Let’s consider what would happen if today were 2024-01-19 (Fri) and I clicked on a future day like tomorrow (2024-01-20) in the calendar pane of the inspector. It would create a new Daily Note with a Markdown document with the name 2024-01-20.md under Calendar/Notes/2024/01 folder. However, if you click on Get Info for this file in Finder, it shows the Created date as January 19, 2024 at 2:13 PM, and the Modified date is the same.
YAML Properties
Looking at the YAML front matter, the created property appears like this:
---
up:
- '[[2024-W03]]`
related:
created: "2023/01/2024-01-20"
tags:
- note/periodic/daily
---
Note Title
However, the generated note title like this, which creates a Markdown header 1 (without the hash format prefix):
# Daily Note - Fri, Jan 19.
Back/Forward Links
Also, currently my existing template shows the previous/next days (or maybe back/forward) like this:
<< [[2024-01-18|Yesterday]] | [[2024-01-20|Tomorrow]] >>
Although the created property is correct, my note title and the previous/next days are wrong!
They were using tp.date.yesterday() and tp.date.tomorrow(), which seemed to make sense when I first created my daily template. That worked fine when creating this daily on that same day, like I do with my Daily Startup shortcut that runs automatically every morning at 6 am.
But when I create a Daily Note for some other day in the past or future, this approach generates an incorrect date since the current date is being used instead of the target date for the new file being created.
Solution
For that to work properly, I must use tp.file.creation_date() instead of tp.date.now().
So I should use the following for the note title:
<% tp.file.creation_date("DDD MMM D")%>
so I get “Sat Jan 20”, not “Fri Jan 19”.
Likewise, I need to be using this snippet in the template to generate the proper previous and next days around the new daily note.
<% tp.date.now("YYYY-MM-DD", -1, tp.file.title, "YYYY-MM-DD")%>
<% tp.date.now("YYYY-MM-DD", 1, tp.file.title, "YYYY-MM-DD")%>
So that might appear something like this:
[[2024-01-19]] < Today > [[2024-01-21]]
or maybe:
<< [[2024-01-19]] | [[2024-01-21]] >>
If I wanted to see these displayed in relative terms, I could use this variation:
<< [[2024-01-19]]|Yesterday | [[2024-01-21]]|Tomorrow >>
These MUST be based on the name of the periodic note file itself, regardless of when it’s created (for back/forward links), instead of the current date.
Daily Reviews
This is especially important when creating my plan for tomorrow during my review at the end of each day since I will want to create a new daily note for tomorrow which I would initialize with stuff that I need or want to do tomorrow. Although it would be created on today for tomorrow, it has to be generated so it uses tomorrow’s date (not today).
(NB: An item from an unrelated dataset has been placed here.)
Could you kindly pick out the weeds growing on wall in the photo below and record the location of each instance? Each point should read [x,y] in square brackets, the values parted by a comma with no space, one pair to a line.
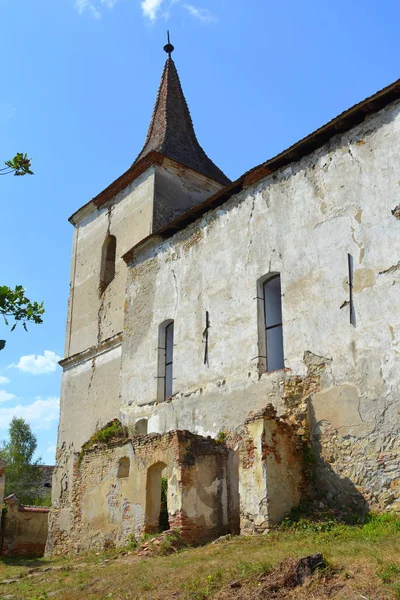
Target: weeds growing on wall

Perhaps, during my Daily Startup when creating the Daily Note, I should also create one for the following date as well. However, that would still require that the template being used generates the dates properly.
Weekly Reviews
The same approach needs to be followed for other periodic notes: weekly, monthly, quarterly, and yearly. In the weekly case, calendar week numbers get especially tricky, since the standard week starts on Sunday, whereas ISO week number begins on Monday. I know I have to account for this in my Shortcuts that create my weekly notes.
I prefer to use Monday to start my weeks, so the weekends appear at the end. Therefore, you need to use the correct week number if generating weekly notes such as 2024-W03 for Jan 15–21 (starting on Mon).
Summary
Remember, there are subtle differences that are signficant:
- Current date:
<% tp.date.now() %>
- File date:
<% tp.file.creation_date() %>
In the meantime, I’m going through my periodic templates to get them cleaned up, consistent, and correct.